From the moment we met, my boyfriend and I have had a very special connection. For the first time I’m having very real conversations with another person about forever. About marriage. About kids. About the future we’ll build together.

And I know I should want these things. I do want these things. But there’s a part of me that’s scared I’m not cut out for it.

Alongside that is the fear I’ll never have another erotic adventure with a stranger, or cat and mouse seduction, or any of the other escapades that used to make me feel so alive.

I’m afraid that I’m leaving behind a part of myself that I came to identify with.

By taking the time to examine why the thought of my boyfriend cheating on me was so compelling I acknowledged the truth of what actually scares me about our relationship. And as shameful as it first felt to admit, I’m terrified that a life with someone I love and trust — a life with the person who is my best friend — somehow won’t be enough.

So if my boyfriend was cheating on me I could walk away scot-free. I could gracefully exit our relationship without ever having to admit the shameful truth that I have other desires and may always wonder what else could have been. I get to keep on being my 20's self.

Plus, his transgression would add to the narrative that my life is exciting. I could continue to bask in a tawdry whirlpool of drama.

Or I could just grow up.

And that’s not to say that people who don’t adhere to monogamy or traditional marriages are some how childish — that’s not what I mean at all.

What I’m saying is that in MY case it’s not so much about wanting to sleep with other people, but accepting the fact that I’ve reached a different stage of my life. Again, not an easy thing to come to terms with.
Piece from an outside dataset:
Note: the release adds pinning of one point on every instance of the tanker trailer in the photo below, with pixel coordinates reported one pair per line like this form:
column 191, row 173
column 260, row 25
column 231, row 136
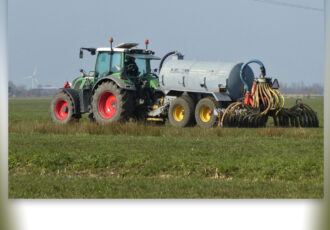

I think we all create ideas of ourselves, especially when that idea is congruent with the life we’re currently living. Maybe at some stage we’re reckless, worldly vamps. Then…we’re not.

Through 30+ years on this planet (several of them in therapy) I’ve learned that one of the groovy things about life is how we constantly evolve and can be so many different versions of ourselves. But sometimes we’re so invested in our former identity that a natural change can be mistaken for a compromise.

I don’t want to make that mistake.

Deep down I know I’m ready for this relationship. I’m ready to be loved and the secret wish for an easy way out is just another form of self sabotage. And I need to let go of that.

If there’s one thing I’ve learned from this who debacle it’s this:

My life doesn't have to be dramatic to have value.

It doesn't have to implode to be interesting. I don’t need my boyfriend to meticulously cut off Dr. X’s curve hugging scrubs with a scapel after all…no matter how hot it would be.